Everything works fine until their auto-backup tool starts (Schedule you can’t avoid, even on managed hosting). So we scheduled it at night (from 1:30 UTC) and it takes about 2 hours to be done. Site starts giving 500 Errors when backup reaches database and server goes down, causing all the connected services to fail (like cron, etc). Server is overloaded for a lot of time, for about 7/8 hours. We can re-start the service usually at 8/9 in the morning. This is clearly not acceptable.From our WPMUdev dashboard we have 78% uptime lol.

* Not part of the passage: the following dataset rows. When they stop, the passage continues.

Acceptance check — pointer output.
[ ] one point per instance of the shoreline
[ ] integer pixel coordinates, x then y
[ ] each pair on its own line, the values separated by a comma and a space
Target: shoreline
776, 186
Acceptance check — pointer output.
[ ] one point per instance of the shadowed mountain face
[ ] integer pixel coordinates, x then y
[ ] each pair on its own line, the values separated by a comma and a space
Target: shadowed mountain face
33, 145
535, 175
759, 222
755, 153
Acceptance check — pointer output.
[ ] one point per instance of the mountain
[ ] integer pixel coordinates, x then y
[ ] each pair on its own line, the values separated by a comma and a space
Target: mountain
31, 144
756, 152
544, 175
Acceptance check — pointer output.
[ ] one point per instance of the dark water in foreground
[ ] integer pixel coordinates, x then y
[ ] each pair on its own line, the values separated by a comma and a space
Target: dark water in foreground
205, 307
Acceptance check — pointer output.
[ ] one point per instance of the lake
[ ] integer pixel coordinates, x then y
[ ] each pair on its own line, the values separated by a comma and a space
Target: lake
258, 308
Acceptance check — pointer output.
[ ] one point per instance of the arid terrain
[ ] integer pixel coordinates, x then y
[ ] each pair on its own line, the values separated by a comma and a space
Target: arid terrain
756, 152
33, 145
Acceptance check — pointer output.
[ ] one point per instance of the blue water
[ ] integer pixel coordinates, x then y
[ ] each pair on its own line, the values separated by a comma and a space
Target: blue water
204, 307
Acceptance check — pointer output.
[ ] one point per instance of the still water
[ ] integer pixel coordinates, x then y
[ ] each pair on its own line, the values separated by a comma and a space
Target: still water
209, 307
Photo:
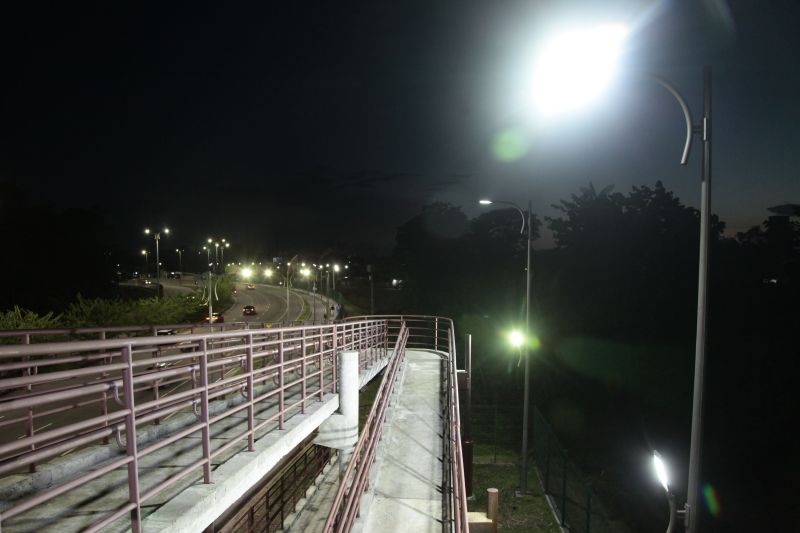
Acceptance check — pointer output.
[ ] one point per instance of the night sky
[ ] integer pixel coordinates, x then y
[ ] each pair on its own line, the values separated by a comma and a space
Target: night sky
330, 125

After submitting various tickets they told us to reduce DB size because that was the issue. Server got overloaded when trying to backup mySQL server. So we run optimization via WP Cli and reduced DB size from 9GB to 1.6GB, which is, honestly, an adequate size for a wpmu with 500 woocommerce subsites. They keep saying that our mySQL is too huge and that’s te issue, but we have a very powerful server setup, is it possible to really be a 1.6GB mySQL to cause all these issues?

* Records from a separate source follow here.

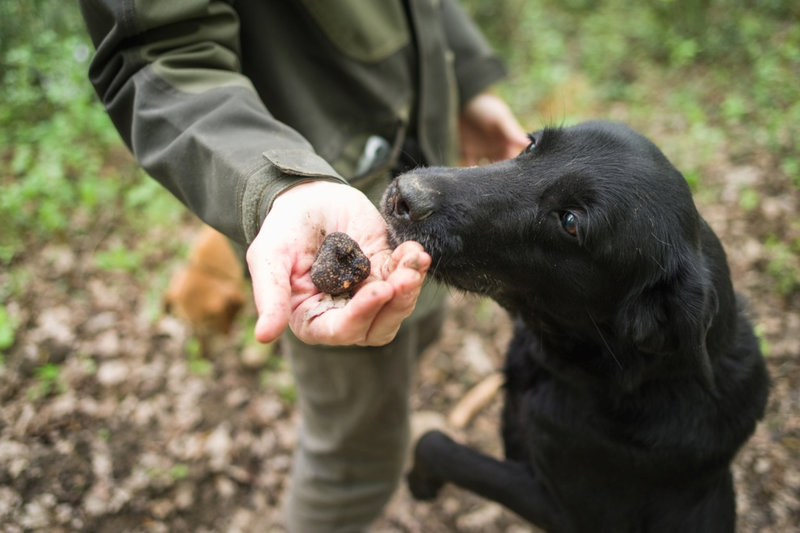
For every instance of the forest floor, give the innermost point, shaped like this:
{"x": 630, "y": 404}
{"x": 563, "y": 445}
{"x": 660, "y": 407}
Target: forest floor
{"x": 111, "y": 421}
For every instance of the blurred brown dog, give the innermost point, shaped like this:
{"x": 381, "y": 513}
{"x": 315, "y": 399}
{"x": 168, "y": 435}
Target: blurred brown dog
{"x": 208, "y": 291}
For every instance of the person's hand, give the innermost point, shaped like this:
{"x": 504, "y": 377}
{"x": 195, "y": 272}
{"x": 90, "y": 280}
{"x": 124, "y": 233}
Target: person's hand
{"x": 281, "y": 255}
{"x": 489, "y": 132}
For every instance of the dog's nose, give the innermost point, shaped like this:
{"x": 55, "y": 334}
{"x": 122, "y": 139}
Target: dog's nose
{"x": 410, "y": 200}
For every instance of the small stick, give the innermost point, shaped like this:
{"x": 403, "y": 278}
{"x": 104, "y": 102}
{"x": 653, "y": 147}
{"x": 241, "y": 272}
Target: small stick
{"x": 475, "y": 399}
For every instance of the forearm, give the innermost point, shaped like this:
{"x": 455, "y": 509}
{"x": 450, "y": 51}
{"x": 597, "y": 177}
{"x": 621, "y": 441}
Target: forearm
{"x": 172, "y": 86}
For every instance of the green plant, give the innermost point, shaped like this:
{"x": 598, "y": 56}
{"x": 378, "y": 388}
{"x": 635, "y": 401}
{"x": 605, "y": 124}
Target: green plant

Here’s their final answer:
Indeed during backup generation the website starts displaying database errors and 500 ISE errors. The reason for that is due to the fact that during backup generation or should I say during database dump, the database is locking its tables:
| 581 | up9wqa9qzzs5k | localhost:46468 | dbkjz5p97rxey7 | Query | 95 | Waiting for table metadata lock | INSERT INTO hxl_406_woocommerce_sessions (<code>session_key</code>, <code>session_value</code>, <code>session_expiry</code>) VALUES ( | 0 | 0 |
This is an example query which is being stuck and piling up in the MySQL. Now, since it takes a lot of time for the backup to dump your database, for the entirety of the time the tables remain locked and the processes are unable to execute properly which is why the 500 ISE errors are happening. Practically, the entire issue here is caused by the fact that the database is too large and it takes way too much time for the backup creation tool to dump it.
I’m writing here because we optimized everything with your services and they are perfect, so, have you got any advice for us? Can the db be further optimized or we should look for another hosting provider? I’m not a system administrator, but it is difficult to understand how a 1.6GB mySQL server can crash a 34GB/8CPU server at night with no traffic.